Women in Film Blogathon (Jenna)

John at Hitchcock's World is throwing out more awesome Blogathon's for us here at Flick Chicks to partake in. If you remember, we took part in his Favourite Movie Scene Blogathon a few weeks ago, and now we're back to take part in his Women in Film Blogathon.

 The rules for the Women in Film Blogathon are as follows:

1 - The female character in question should have qualities that make her strong. That doesn't necessarily mean better than the guys, just well-written; we're trying to promote equality here, not reverse misogyny.

2 - Unlike my previous blogathon, I'm going to be a bit stricter here and say that each entry should only focus on one character. However, if you like you can write multiple entries examining different characters.

3 - If you can, do try to find less obvious choices. There are a few that I can expect are likely to get picked: Ellen Ripley, Sarah Connor, etc. If you decide to write about any the "obvious" choices, I encourage you to at least try and find something new to say about them.

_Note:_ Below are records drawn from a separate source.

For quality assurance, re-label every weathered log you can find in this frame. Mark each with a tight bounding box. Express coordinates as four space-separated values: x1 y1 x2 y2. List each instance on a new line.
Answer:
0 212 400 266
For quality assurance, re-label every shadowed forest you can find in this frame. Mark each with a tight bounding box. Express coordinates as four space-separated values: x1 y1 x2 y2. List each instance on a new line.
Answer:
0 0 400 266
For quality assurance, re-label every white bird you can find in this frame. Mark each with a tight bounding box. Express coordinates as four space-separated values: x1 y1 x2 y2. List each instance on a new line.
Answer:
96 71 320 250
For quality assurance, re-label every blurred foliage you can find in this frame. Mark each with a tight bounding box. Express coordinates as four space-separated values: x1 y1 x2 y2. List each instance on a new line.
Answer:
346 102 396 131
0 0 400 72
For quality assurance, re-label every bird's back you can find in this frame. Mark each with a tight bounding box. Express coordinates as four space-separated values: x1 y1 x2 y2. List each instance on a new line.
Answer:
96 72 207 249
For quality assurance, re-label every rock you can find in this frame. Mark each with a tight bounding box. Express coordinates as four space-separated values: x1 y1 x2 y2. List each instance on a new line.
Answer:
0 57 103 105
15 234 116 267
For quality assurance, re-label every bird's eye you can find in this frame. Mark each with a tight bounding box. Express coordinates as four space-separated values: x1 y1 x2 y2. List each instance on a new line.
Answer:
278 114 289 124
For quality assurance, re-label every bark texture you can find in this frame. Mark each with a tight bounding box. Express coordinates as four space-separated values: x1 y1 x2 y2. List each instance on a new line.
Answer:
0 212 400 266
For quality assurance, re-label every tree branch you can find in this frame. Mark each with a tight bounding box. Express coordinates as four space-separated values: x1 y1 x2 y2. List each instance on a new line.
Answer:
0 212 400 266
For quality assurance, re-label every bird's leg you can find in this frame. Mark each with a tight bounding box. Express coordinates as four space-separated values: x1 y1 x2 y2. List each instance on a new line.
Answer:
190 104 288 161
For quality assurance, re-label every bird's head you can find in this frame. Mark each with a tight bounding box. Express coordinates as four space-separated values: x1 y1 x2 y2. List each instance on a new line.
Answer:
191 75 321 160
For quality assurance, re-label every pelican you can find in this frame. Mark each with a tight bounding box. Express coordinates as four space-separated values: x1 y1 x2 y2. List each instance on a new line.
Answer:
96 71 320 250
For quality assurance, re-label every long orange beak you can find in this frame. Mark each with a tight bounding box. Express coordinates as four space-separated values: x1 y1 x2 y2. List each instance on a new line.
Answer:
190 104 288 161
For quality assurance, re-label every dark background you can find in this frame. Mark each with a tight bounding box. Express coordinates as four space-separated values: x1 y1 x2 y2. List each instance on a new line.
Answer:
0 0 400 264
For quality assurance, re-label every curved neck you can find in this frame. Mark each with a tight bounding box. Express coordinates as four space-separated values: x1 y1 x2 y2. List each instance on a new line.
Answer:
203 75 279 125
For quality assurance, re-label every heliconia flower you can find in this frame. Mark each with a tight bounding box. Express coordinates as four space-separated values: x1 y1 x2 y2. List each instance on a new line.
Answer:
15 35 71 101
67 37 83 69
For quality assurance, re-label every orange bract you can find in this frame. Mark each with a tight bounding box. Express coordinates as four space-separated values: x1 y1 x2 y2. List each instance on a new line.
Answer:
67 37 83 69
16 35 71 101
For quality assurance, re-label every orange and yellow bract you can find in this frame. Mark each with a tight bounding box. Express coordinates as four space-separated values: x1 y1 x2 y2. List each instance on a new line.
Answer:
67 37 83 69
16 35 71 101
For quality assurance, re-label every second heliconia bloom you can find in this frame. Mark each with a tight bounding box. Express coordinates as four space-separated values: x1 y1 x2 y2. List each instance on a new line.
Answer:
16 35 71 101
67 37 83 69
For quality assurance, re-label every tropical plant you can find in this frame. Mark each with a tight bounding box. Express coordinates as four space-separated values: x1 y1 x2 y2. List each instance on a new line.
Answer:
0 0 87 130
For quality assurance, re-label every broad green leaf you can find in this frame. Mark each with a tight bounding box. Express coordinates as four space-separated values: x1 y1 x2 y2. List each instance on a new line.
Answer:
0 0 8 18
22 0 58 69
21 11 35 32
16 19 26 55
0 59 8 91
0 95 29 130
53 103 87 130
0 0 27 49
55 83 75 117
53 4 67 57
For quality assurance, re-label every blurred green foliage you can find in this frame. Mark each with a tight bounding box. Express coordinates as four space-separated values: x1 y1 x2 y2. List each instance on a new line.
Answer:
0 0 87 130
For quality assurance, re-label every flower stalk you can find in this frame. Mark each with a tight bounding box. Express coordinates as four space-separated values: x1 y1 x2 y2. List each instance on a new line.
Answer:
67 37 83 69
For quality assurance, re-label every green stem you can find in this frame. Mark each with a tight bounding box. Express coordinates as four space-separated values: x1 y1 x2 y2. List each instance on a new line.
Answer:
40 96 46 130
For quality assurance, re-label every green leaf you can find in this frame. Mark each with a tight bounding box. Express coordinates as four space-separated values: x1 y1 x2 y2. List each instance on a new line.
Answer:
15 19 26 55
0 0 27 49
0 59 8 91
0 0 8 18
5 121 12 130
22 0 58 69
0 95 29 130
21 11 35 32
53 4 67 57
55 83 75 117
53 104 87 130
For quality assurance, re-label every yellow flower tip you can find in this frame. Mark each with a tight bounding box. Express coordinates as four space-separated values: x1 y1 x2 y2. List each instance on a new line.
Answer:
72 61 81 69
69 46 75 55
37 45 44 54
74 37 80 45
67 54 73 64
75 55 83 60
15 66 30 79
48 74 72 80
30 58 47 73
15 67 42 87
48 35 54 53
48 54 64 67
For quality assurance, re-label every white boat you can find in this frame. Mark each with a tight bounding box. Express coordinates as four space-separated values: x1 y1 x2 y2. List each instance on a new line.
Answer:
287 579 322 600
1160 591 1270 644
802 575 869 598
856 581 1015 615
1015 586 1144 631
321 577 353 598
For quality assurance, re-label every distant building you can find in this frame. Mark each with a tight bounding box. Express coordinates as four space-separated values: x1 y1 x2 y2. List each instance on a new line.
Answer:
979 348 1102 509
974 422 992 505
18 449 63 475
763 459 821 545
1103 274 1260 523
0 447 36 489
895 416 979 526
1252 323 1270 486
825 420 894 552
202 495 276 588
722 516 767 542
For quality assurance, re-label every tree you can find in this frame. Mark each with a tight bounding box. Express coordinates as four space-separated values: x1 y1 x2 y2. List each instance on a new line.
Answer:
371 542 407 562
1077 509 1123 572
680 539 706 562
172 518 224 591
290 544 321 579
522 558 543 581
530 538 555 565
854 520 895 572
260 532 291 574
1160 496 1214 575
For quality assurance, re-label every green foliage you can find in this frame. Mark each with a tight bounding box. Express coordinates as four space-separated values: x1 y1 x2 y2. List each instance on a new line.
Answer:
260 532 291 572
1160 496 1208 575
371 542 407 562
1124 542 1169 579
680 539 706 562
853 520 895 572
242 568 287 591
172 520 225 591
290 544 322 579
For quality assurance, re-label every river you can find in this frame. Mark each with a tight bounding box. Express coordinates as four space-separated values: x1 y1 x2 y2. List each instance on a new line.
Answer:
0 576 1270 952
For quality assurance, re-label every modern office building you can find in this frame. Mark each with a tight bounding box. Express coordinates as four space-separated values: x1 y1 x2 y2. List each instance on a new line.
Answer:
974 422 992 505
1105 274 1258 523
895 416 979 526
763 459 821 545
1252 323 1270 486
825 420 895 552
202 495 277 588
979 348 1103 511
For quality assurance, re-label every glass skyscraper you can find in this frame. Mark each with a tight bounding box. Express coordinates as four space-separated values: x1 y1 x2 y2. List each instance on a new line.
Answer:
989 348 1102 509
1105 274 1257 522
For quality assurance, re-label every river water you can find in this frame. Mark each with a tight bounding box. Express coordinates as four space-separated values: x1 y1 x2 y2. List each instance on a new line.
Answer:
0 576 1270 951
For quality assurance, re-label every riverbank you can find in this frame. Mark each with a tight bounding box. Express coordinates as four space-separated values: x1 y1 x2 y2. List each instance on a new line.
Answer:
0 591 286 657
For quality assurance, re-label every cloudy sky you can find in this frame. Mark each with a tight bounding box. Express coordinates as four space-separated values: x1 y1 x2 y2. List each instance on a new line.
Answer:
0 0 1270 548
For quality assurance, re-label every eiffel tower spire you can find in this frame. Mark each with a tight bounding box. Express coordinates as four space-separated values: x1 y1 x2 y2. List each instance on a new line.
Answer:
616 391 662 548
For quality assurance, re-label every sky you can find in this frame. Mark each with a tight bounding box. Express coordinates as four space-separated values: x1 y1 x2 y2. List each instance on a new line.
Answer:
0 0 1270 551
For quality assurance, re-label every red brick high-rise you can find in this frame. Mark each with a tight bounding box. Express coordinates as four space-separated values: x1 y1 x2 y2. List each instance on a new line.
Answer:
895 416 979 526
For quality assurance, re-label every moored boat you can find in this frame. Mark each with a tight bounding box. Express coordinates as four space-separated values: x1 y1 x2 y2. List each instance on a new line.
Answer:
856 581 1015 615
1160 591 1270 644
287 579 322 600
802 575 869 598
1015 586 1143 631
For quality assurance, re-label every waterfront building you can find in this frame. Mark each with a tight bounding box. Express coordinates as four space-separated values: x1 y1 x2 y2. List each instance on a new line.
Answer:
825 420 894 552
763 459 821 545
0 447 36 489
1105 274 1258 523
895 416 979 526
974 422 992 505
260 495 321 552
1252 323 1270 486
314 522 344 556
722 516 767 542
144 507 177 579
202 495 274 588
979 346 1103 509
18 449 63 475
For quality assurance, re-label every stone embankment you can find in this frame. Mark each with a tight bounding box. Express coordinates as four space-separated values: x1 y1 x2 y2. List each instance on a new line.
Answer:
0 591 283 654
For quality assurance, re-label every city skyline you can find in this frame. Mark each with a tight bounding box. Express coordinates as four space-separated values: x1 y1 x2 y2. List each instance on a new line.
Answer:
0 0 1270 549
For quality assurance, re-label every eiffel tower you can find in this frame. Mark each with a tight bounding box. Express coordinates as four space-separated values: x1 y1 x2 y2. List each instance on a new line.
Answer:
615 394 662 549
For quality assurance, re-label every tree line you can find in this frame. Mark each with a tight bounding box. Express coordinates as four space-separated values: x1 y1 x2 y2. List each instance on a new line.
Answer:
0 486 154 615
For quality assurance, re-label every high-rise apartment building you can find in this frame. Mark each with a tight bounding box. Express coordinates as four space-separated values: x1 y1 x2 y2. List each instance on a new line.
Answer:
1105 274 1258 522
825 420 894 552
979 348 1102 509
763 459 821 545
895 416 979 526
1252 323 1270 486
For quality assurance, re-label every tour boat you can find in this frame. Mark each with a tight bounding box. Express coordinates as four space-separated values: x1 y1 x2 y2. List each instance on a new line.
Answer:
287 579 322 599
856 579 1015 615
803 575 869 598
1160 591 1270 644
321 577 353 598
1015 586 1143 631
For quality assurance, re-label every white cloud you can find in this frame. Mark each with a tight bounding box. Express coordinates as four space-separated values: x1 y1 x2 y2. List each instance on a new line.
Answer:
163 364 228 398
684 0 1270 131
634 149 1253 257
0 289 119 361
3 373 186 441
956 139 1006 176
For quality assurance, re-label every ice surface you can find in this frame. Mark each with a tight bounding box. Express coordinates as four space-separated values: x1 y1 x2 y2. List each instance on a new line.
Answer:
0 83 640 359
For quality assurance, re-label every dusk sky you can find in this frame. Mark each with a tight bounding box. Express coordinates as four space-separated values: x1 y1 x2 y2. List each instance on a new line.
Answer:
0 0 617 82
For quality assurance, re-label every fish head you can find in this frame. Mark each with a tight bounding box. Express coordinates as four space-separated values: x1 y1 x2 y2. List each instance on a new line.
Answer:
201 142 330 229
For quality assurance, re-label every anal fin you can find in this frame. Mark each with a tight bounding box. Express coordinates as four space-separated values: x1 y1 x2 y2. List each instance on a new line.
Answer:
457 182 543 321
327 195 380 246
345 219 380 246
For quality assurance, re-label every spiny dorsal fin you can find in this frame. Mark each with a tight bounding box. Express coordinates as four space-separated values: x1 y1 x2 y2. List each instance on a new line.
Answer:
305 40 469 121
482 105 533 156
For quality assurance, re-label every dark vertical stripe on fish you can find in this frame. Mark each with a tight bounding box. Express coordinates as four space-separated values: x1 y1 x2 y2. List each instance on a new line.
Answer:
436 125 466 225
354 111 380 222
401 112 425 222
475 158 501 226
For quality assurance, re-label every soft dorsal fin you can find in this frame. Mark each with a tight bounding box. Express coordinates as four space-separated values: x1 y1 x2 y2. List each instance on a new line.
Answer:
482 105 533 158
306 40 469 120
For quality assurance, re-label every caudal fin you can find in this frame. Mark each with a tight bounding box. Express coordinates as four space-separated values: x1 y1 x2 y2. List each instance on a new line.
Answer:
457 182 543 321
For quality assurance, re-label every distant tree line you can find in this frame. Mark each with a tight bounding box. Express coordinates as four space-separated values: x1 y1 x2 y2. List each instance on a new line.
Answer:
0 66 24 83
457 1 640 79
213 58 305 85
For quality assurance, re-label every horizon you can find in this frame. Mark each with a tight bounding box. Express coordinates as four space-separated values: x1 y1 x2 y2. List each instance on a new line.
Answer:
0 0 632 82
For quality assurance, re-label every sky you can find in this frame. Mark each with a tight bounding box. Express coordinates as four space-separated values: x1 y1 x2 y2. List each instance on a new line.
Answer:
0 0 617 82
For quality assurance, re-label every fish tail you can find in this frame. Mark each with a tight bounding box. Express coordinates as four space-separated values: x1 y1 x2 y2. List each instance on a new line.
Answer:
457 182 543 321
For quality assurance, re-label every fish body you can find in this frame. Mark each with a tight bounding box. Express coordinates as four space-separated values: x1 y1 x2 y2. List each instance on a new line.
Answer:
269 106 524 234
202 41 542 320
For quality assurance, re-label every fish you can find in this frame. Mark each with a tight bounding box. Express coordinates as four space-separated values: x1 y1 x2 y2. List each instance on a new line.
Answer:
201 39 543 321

4 - You are allowed to pick characters from any film from genre or time period you like.

I really struggled with this topic if I'm honest, so I had to do some Googling to find some ideas and then this popped up.  As a huge Disney fan anyway and with this film have tons of sentimental value to me, how could this not be my selection as a strong woman in films.  Mary Poppins!

She arrives to take this job as a Nanny to two children, who she effectively raised during the time she is with them and then she has the strength to leave them when their father was ready to be their father again.  I didn't realise how deep the concept of this film was until I saw Saving Mr Banks and thanks to this quote:

"Mary Poppins was a real person? So it's not the children she comes to save. It's their father. It's your father." - Walt Disney (Saving Mr Banks)

I realised how this wasn't just a childs film, it was actually a very grown up story (if you look beyond the dancing penguins and the cartoon carousel) and quite heartbreaking at times, particularly the ending.

Mary Poppins seemed a bit scary to me when I was a child, she was very demanding and quite strict (which wasn't something I was used to in my household as a child) but this is to highlight her determination to make the children's lives better for them and for Mr Banks.  Her face at the end of the film when she has to leave them shows the true heartbreak she endured leaving but still did because it was what was best for Jane and Michael.

I think it also helps that Julie Andrews has very similar mannerisms to my Mom, who was a ridiculously strong person (always with a smile even when life was rubbish!) and I think this filters through the character for me.  It just shows how much your personal life can effect the way you interpret a character or a film.  I think they look very alike as well:


  1. Cool choice. It's kind of hard to discuss women in film without bringing her up.

  2. Blimey It's been years since I last saw Mary Poppins. I really got to watch it again at some point. I'll confess this one may have come as a surprise but it is certainly a great choice. Actually, this is perfect, I was hoping there'd be a few choices from older films on the list.